Guide Qualité & Lean

Jidoka : construire la qualité au poste et arrêter au bon moment

1 septembre 2026

Le Jidoka est le principe Lean qui consiste à détecter une anomalie, arrêter ou empêcher la poursuite du processus, rendre le problème visible puis traiter sa cause. Souvent traduit par « autonomation » ou « automatisation avec une dimension humaine », il vise à construire la qualité dans le processus plutôt qu’à trier les défauts à la fin.

En bref

  • définir ce qui est normal et ce qui ne l’est pas ;
  • donner au procédé ou à la personne le moyen d’arrêter sans délai ;
  • organiser une réaction rapide au signal ;
  • résoudre la cause et améliorer le standard avant de clore le sujet.

Pourquoi le Jidoka est-il un pilier du Toyota Production System ?

Toyota présente le Jidoka et le Just-in-Time comme les deux piliers de son système. Le Just-in-Time organise le flux selon le besoin ; le Jidoka empêche ce flux de propager une anomalie. Sans Jidoka, accélérer la production peut simplement accélérer la fabrication de défauts.

Le principe trouve son origine dans les métiers à tisser capables de s’arrêter lorsqu’un fil cassait. L’opérateur n’avait plus à surveiller chaque machine et pouvait intervenir lorsqu’une anomalie apparaissait. Le gain porte sur la qualité, la réactivité et la productivité.

Les quatre temps du Jidoka

  1. Détecter : reconnaître automatiquement ou humainement un écart à une condition normale.
  2. Arrêter ou contenir : empêcher l’anomalie de continuer ou d’atteindre l’étape suivante.
  3. Rendre visible et réagir : appeler le bon soutien avec un signal et une règle de réponse.
  4. Éliminer la cause : comprendre le mécanisme, appliquer une contre-mesure et améliorer le standard.

Arrêter la ligne signifie-t-il arrêter toute l’usine ?

Non. La réponse doit être proportionnée au risque : arrêt d’un cycle, isolement d’une pièce, blocage d’une transaction, maintien dans le poste, alerte avant transfert ou arrêt de ligne lorsqu’aucune autre protection n’est suffisante. L’essentiel est d’empêcher la progression silencieuse de l’anomalie.

Quels dispositifs soutiennent le Jidoka ?

  • Andon : signaler l’écart et appeler du soutien ;
  • poka-yoke : empêcher l’erreur ou la détecter immédiatement ;
  • contrôle à la source : vérifier la condition qui crée la qualité avant le défaut ;
  • arrêt automatique : interrompre le cycle sur dépassement, absence ou incohérence ;
  • travail standardisé : rendre l’écart observable par rapport à une référence.

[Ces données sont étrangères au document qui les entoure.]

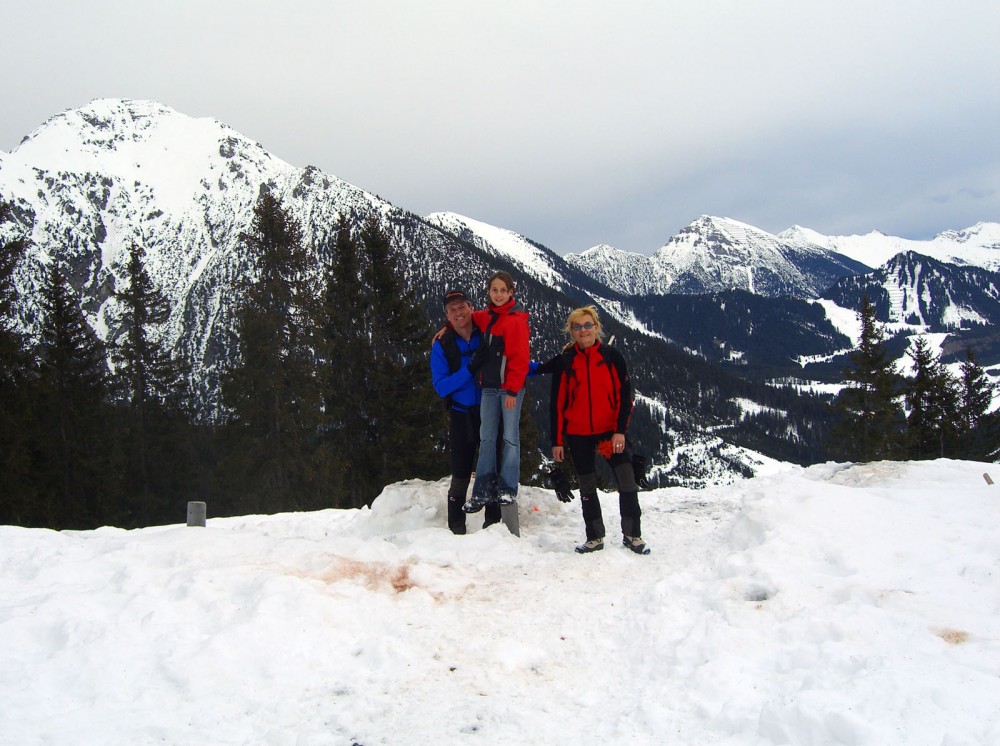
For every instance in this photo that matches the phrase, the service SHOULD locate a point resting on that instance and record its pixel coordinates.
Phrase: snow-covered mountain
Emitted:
(715, 254)
(625, 271)
(91, 181)
(920, 291)
(531, 258)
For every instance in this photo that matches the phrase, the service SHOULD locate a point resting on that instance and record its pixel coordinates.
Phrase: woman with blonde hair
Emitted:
(592, 407)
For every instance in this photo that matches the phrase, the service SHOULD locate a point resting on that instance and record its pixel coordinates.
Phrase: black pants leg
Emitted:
(583, 449)
(464, 441)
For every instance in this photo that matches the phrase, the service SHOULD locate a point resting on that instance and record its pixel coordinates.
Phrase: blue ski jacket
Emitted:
(456, 383)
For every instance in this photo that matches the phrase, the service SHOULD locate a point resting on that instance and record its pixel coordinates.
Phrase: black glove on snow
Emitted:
(479, 358)
(639, 465)
(560, 484)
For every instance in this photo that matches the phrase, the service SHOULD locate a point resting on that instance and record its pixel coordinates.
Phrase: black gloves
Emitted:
(639, 465)
(479, 358)
(560, 484)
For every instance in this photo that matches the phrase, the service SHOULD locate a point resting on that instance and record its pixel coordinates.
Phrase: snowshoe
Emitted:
(636, 544)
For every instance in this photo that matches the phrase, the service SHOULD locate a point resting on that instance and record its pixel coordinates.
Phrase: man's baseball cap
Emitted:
(454, 295)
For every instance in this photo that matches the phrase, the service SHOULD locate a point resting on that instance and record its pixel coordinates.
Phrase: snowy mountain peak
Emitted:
(536, 260)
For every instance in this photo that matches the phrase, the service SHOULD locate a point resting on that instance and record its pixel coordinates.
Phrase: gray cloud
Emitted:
(575, 123)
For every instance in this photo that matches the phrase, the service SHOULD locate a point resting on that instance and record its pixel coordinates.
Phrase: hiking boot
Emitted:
(636, 544)
(591, 545)
(506, 498)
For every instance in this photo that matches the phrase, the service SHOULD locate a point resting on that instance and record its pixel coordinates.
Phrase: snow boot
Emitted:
(591, 545)
(636, 544)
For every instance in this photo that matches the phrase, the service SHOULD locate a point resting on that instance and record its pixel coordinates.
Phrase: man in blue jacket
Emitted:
(451, 358)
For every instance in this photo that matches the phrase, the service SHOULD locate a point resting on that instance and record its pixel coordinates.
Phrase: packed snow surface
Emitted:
(836, 604)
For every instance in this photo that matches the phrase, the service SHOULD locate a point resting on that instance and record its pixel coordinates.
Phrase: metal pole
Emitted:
(197, 513)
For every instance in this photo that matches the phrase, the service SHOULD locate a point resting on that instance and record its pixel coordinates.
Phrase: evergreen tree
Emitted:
(409, 414)
(76, 431)
(349, 431)
(385, 419)
(274, 392)
(931, 428)
(153, 386)
(978, 429)
(868, 417)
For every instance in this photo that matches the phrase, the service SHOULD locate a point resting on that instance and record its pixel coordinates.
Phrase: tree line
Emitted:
(881, 415)
(330, 398)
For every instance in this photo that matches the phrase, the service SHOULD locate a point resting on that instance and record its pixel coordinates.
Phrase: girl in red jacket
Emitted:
(593, 404)
(500, 367)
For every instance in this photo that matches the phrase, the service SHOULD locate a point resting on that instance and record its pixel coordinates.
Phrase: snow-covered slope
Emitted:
(718, 254)
(91, 181)
(978, 246)
(840, 604)
(923, 292)
(535, 260)
(624, 271)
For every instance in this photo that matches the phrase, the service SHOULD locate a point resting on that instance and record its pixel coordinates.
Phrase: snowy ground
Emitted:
(831, 605)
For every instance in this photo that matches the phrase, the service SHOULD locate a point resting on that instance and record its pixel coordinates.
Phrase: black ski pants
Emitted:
(463, 435)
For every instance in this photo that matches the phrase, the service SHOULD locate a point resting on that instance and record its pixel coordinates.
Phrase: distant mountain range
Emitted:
(709, 322)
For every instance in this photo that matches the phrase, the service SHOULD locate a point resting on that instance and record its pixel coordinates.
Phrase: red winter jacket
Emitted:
(595, 393)
(507, 337)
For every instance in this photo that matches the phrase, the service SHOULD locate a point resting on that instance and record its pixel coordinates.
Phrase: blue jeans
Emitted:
(491, 411)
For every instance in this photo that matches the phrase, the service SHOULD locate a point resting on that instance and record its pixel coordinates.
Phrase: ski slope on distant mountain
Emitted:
(839, 604)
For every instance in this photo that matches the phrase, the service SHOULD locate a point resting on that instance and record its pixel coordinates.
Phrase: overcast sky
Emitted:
(574, 123)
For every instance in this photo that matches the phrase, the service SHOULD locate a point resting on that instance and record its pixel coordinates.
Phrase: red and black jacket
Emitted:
(594, 393)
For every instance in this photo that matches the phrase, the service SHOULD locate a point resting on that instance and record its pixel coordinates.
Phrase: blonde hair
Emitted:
(578, 313)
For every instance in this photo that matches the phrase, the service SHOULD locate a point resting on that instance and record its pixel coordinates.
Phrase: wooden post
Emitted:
(197, 513)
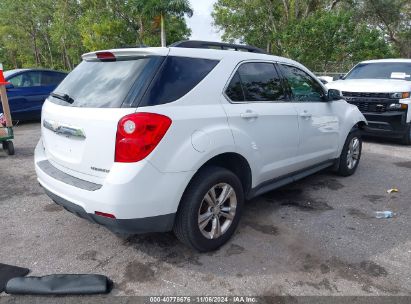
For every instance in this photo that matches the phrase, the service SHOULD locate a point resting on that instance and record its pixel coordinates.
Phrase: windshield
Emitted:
(96, 84)
(381, 70)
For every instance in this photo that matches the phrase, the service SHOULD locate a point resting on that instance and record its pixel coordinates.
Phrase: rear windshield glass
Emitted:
(96, 84)
(177, 77)
(381, 70)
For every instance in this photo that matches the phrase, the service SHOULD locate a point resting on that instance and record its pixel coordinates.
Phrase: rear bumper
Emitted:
(141, 198)
(161, 223)
(387, 124)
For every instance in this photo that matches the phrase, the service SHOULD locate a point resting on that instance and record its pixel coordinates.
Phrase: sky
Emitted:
(201, 22)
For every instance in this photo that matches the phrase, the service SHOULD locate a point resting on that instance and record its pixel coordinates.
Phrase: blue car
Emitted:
(28, 89)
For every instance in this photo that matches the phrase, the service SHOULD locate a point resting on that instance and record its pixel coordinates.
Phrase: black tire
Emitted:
(406, 140)
(343, 167)
(10, 147)
(186, 226)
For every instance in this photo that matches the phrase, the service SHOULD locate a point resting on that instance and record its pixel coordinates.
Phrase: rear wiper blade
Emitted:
(63, 97)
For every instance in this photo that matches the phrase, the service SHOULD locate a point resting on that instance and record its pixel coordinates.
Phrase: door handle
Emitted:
(305, 114)
(249, 115)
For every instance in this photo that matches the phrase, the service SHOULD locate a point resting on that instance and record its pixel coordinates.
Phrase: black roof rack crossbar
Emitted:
(197, 44)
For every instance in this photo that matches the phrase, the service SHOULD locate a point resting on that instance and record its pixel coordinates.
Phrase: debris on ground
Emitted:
(384, 214)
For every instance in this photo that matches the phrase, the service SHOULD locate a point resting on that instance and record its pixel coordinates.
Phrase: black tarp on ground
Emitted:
(8, 272)
(60, 284)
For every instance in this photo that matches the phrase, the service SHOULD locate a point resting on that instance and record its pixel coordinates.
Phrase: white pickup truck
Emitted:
(381, 90)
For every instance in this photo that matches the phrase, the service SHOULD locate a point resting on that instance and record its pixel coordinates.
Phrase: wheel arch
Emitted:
(233, 162)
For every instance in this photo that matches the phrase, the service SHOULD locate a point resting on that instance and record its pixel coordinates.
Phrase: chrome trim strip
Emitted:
(63, 129)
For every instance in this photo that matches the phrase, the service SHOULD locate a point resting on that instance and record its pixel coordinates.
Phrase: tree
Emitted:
(54, 33)
(393, 18)
(165, 9)
(324, 35)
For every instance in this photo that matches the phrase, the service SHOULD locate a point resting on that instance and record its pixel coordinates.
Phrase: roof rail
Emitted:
(198, 44)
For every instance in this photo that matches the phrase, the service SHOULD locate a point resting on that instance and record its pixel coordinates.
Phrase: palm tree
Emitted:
(164, 8)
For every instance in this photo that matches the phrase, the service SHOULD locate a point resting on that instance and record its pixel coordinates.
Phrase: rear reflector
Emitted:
(104, 214)
(106, 56)
(138, 134)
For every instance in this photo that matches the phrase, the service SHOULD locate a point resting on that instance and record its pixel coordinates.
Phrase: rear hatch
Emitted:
(80, 118)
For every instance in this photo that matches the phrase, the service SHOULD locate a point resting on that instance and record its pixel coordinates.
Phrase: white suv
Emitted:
(159, 139)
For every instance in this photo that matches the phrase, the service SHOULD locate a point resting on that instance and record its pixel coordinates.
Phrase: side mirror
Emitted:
(334, 95)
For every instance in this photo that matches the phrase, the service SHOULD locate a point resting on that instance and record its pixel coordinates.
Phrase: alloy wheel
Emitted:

Le rôle du management : protéger celui qui signale

Un dispositif technique ne suffit pas si l’opérateur craint d’être blâmé. Le manager doit sécuriser, fournir le soutien nécessaire et distinguer l’aide immédiate de l’analyse approfondie. Si chaque appel entraîne une enquête punitive, l’Andon cessera rapidement de s’allumer.

Les erreurs fréquentes

  • installer un voyant sans délai ni règle de réponse ;
  • laisser repartir le processus après un simple acquittement ;
  • mesurer uniquement le nombre d’arrêts et pousser à les réduire ;
  • ajouter des contrôles finaux au lieu de détecter à la source ;
  • ne pas mettre à jour standard, AMDEC et maintenance.

Comment mesurer la maturité du Jidoka ?

Suivez le délai de détection, le délai d’arrivée du support, la part des défauts détectés au poste d’origine, le taux de récidive, la qualité au premier passage et la proportion d’anomalies ayant conduit à une amélioration du standard. Un nombre élevé de signaux peut traduire une meilleure visibilité.

Le Jidoka se relie au QRQC pour la réaction et à l’AMDEC inversée pour vérifier que les protections prévues fonctionnent. REC3 accompagne la conception et l’audit de ces boucles de qualité au poste.

Source de référence

Toyota décrit le Jidoka comme l’un des deux piliers du Toyota Production System.

Questions fréquentes

Quelle différence entre Jidoka et Andon ?

Le Jidoka est le principe de détection, arrêt, réaction et résolution. L’Andon est un dispositif utilisé pour signaler l’anomalie et appeler du soutien.

Le Jidoka concerne-t-il uniquement les machines ?

Non. Il s’applique aussi aux opérations manuelles, aux services et aux processus numériques dès qu’une anomalie peut être détectée et empêchée de progresser.

Un arrêt fréquent signifie-t-il que le Jidoka échoue ?

Pas nécessairement. Les arrêts rendent les problèmes visibles. L’échec serait de les acquitter sans traiter les causes ou de décourager leur signalement.